Potapova Tamara A, Daum John R, Pittman Bradley D, Hudson Joanna R, Jones Tara N, Satinover David L, Stukenberg P Todd, Gorbsky Gary J
Program in Molecular, Cell and Developmental Biology, Oklahoma Medical Research Foundation, 825 NE 13th Street, Oklahoma City, Oklahoma 73104, USA.
Nature. 2006 Apr 13;440(7086):954-8. doi: 10.1038/nature04652.

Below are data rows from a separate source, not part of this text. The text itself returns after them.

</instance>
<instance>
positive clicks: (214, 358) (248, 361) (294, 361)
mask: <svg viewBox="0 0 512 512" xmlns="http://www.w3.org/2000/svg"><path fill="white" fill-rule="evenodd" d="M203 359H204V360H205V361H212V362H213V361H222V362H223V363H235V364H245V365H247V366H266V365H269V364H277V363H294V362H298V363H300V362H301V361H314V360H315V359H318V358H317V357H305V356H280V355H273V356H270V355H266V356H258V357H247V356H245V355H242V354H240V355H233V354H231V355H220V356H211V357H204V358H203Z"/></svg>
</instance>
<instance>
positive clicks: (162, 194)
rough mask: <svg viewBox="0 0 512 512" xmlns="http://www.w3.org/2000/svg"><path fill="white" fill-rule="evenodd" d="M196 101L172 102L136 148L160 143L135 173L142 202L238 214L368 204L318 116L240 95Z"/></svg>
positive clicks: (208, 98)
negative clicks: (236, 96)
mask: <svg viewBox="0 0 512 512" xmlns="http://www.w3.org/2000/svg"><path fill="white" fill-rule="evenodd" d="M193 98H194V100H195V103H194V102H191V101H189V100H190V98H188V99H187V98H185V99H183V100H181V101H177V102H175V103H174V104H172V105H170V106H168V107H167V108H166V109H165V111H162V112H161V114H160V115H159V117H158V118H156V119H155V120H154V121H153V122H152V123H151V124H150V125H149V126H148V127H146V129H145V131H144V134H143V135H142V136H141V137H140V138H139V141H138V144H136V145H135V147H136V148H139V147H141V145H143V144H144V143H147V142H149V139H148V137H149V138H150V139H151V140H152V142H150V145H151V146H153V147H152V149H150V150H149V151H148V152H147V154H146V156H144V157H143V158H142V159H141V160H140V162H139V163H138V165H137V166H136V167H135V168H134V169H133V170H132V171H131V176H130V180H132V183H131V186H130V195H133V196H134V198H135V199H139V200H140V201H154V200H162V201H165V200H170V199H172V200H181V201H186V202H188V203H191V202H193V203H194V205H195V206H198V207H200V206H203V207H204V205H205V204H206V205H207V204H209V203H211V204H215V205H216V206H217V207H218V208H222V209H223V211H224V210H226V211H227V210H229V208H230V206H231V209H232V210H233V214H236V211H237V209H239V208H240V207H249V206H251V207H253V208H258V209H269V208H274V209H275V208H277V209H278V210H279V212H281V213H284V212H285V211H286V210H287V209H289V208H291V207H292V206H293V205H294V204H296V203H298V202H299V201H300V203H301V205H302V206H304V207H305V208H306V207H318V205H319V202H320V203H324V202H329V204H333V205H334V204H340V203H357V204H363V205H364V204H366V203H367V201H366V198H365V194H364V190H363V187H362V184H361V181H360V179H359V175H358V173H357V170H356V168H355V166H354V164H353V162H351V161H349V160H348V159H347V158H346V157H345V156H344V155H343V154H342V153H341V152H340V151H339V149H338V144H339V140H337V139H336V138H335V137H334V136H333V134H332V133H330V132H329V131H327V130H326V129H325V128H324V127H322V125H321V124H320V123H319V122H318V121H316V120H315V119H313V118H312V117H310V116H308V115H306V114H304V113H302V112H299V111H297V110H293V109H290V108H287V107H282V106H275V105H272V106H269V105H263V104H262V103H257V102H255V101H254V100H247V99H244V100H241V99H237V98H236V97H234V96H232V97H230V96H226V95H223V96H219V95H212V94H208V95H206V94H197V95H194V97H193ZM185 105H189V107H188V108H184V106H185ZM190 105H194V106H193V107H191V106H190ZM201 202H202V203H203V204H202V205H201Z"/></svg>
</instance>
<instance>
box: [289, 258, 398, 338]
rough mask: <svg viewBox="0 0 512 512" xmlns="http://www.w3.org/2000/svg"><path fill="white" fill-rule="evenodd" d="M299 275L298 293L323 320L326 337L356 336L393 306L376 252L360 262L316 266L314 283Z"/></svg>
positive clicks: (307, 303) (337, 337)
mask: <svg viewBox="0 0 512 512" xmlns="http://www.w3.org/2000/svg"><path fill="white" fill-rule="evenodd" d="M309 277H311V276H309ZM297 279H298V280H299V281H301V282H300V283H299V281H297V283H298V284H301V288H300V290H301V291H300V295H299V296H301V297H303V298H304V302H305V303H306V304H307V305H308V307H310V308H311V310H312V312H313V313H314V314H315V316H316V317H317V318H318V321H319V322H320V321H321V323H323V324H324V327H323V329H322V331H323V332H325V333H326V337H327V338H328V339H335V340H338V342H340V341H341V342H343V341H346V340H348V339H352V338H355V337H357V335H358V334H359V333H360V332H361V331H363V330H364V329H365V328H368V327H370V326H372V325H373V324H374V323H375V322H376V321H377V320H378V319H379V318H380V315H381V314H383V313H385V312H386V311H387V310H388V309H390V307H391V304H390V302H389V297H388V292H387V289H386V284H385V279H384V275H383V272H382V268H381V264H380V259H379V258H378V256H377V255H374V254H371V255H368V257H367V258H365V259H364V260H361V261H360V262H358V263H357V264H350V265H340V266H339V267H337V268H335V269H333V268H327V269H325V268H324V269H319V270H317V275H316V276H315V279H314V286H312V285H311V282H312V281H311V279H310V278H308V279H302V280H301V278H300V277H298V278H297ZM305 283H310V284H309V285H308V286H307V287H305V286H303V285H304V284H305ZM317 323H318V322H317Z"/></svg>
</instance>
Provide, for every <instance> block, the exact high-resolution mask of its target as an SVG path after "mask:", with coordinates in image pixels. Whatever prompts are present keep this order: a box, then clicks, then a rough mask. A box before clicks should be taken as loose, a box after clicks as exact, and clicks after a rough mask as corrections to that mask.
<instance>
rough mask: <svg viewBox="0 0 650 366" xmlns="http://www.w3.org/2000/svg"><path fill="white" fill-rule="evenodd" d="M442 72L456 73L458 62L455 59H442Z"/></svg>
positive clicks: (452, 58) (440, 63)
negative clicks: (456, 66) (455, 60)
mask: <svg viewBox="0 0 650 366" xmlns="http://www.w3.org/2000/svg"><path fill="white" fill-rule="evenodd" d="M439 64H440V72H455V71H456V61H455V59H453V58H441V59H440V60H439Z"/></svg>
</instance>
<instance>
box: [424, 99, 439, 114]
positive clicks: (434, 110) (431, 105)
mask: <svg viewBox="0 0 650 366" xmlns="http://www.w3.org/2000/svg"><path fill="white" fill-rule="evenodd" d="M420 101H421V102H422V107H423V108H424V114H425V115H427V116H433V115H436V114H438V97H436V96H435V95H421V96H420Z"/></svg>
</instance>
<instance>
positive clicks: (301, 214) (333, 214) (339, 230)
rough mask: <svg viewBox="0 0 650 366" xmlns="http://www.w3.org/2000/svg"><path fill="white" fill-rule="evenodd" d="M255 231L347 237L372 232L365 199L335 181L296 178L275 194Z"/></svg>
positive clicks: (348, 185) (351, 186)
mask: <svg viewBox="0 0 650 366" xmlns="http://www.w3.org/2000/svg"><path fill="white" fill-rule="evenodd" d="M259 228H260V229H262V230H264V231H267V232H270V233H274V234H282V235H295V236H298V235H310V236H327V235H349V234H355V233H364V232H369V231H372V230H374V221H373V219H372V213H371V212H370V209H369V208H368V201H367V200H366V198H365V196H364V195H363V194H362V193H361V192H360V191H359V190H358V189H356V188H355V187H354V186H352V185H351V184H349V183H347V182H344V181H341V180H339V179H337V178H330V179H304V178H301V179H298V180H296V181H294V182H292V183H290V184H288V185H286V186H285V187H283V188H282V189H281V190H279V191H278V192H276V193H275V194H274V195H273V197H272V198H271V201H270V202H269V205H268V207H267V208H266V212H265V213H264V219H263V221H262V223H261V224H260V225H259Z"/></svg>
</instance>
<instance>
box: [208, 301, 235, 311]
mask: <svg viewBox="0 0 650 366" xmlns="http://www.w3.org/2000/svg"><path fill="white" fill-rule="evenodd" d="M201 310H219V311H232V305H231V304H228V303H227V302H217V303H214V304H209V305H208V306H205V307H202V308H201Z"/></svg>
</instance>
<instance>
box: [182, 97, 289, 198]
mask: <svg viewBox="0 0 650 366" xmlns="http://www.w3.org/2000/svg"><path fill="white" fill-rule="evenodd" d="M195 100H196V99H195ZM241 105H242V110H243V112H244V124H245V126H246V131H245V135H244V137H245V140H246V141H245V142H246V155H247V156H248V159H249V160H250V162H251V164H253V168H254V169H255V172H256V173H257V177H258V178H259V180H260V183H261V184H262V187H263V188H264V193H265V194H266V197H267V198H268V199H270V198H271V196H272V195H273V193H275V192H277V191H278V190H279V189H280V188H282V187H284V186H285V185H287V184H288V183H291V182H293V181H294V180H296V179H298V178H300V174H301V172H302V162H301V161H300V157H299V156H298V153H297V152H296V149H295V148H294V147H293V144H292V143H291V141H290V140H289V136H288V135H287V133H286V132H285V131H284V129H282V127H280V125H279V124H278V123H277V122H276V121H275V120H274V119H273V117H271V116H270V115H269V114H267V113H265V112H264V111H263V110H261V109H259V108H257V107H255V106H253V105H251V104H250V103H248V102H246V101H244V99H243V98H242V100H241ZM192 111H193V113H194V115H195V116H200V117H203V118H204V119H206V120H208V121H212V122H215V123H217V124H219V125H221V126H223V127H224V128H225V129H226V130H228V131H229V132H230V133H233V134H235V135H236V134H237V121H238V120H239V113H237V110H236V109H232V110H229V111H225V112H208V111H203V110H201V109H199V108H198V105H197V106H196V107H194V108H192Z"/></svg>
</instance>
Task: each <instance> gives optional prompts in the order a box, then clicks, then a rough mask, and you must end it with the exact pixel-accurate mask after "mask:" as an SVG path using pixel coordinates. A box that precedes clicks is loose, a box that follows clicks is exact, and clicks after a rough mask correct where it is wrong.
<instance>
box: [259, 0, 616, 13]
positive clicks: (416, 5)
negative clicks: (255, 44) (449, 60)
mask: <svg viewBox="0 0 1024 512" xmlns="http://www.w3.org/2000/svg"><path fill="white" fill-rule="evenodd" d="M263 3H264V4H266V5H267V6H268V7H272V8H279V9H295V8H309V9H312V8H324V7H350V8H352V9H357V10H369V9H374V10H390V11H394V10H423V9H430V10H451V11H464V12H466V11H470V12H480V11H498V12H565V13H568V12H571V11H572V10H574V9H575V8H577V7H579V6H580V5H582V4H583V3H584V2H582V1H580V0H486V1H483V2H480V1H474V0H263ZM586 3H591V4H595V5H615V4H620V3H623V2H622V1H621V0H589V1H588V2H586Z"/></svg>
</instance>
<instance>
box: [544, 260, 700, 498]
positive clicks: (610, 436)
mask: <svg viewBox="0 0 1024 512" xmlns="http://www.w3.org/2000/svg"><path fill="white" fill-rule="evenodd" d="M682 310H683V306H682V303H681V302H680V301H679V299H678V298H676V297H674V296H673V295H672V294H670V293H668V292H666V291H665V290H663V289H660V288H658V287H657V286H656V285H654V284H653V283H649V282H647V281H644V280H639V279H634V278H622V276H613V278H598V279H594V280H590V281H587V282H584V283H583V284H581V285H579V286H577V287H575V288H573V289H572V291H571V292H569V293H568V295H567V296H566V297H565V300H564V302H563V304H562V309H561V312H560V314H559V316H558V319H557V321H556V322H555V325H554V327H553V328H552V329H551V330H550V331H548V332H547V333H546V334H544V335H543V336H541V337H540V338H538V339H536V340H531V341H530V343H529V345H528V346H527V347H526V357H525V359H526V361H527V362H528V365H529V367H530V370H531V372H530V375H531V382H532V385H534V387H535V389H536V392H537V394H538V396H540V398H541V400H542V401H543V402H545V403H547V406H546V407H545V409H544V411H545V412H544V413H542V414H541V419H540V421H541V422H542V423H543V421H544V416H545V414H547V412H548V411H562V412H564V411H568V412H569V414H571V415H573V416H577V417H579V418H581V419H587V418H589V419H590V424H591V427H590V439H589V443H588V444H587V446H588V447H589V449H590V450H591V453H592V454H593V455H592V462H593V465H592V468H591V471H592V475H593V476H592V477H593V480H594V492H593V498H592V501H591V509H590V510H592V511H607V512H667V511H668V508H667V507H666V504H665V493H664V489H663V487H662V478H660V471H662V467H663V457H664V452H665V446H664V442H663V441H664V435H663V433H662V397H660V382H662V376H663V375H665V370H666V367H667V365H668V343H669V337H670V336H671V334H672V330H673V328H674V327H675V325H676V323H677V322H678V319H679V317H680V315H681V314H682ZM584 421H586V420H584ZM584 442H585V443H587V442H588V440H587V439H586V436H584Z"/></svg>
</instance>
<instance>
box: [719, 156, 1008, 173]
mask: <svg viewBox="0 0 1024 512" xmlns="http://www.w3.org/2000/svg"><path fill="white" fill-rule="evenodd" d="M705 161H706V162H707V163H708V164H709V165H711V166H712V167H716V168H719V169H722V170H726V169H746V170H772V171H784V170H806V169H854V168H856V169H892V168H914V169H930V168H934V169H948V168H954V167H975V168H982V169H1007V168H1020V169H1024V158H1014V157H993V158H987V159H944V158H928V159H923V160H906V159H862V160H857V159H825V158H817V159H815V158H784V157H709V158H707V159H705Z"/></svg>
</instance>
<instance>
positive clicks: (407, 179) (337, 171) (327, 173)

A guiding hypothesis for cell-cycle regulation asserts that regulated proteolysis constrains the directionality of certain cell-cycle transitions. Here we test this hypothesis for mitotic exit, which is regulated by degradation of the cyclin-dependent kinase 1 (Cdk1) activator, cyclin B. Application of chemical Cdk1 inhibitors to cells in mitosis induces cytokinesis and other normal aspects of mitotic exit, including cyclin B degradation. However, chromatid segregation fails, resulting in entrapment of chromatin in the midbody. If cyclin B degradation is blocked with a proteasome inhibitor or by expression of non-degradable cyclin B, Cdk inhibitors will nonetheless induce mitotic exit and cytokinesis. However, if after mitotic exit, the Cdk1 inhibitor is washed free from cells in which cyclin B degradation is blocked, the cells can revert back to M phase. This reversal is characterized by chromosome recondensation, nuclear envelope breakdown, assembly of microtubules into a mitotic spindle, and in most cases, dissolution of the midbody, reopening of the cleavage furrow, and realignment of chromosomes at the metaphase plate. These findings demonstrate that proteasome-dependent degradation of cyclin B provides directionality for the M phase to G1 transition.
细胞周期调控的一个指导性假说认为,受调控的蛋白水解作用限制了某些细胞周期转换的方向性。在此,我们针对有丝分裂退出过程对这一假说进行验证,有丝分裂退出过程由细胞周期蛋白依赖性激酶1(Cdk1)激活剂细胞周期蛋白B的降解所调控。向处于有丝分裂期的细胞中应用化学Cdk1抑制剂可诱导胞质分裂以及有丝分裂退出的其他正常过程,包括细胞周期蛋白B的降解。然而,染色单体分离失败,导致染色质被困在中体中。如果用蛋白酶体抑制剂或通过表达不可降解的细胞周期蛋白B来阻断细胞周期蛋白B的降解,Cdk抑制剂仍会诱导有丝分裂退出和胞质分裂。但是,如果在有丝分裂退出后,将Cdk1抑制剂从细胞周期蛋白B降解被阻断的细胞中冲洗掉,这些细胞会恢复到M期。这种逆转的特征是染色体重新凝聚、核膜破裂、微管组装成有丝分裂纺锤体,并且在大多数情况下,中体溶解、分裂沟重新开放以及染色体在中期板重新排列。这些发现表明,细胞周期蛋白B的蛋白酶体依赖性降解为从M期到G1期的转换提供了方向性。